Place, Memory and Site Specific Art Exhibitions

This talk will address new approaches to site specific art by looking at several examples that combine urban screens, large scale architectural projections, locative media and participatory art forms.  My research seeks to understand how such media art exhibitions create experimental communities and social excavations that redefine our sense of urban place and common purpose.
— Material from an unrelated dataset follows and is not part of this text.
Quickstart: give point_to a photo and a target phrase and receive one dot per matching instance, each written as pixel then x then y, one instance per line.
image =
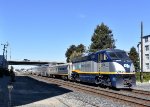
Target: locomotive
pixel 109 67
Presenter(s) websites, twitter handles, or other related sites

Projects:

www.visiblecity.ca

www.l-o-t.ca

www.leonadrive.ca

www.futurecinema.ca



Siobhan O’Flynn teaches in the Canadian Studies Program at University of Toronto and at the Canadian Film Centre’s Media Lab. Her teaching focuses on how artistic works and practices across media engage with political, social and cultural concerns. Her academic research examines the function, design, and experience of narrative in interactive environments, with a particular emphasis on transmedia/crossmedia design; foresighting emergent trends in digital storytelling and entertainment in a Web 2.0/3.0 world; and pyschogeographic practices across media. Her schedule for Fall 2011 talks includes presentations at The StoryWorld Conference and Expo, San Francisco, Digifest, WIFT’s International Women in Digital Media Summit, The McLuhan 100 Conference, and the Sheffield Doc/Fest & Crossover Lab Convergence Catalyst Summit in Wales. She is currently engaged in a two-year research/data visualization project, funded by SSHRC, on Nuit Blanche and Transformational Publics with her collaborator, Faisal Anwar.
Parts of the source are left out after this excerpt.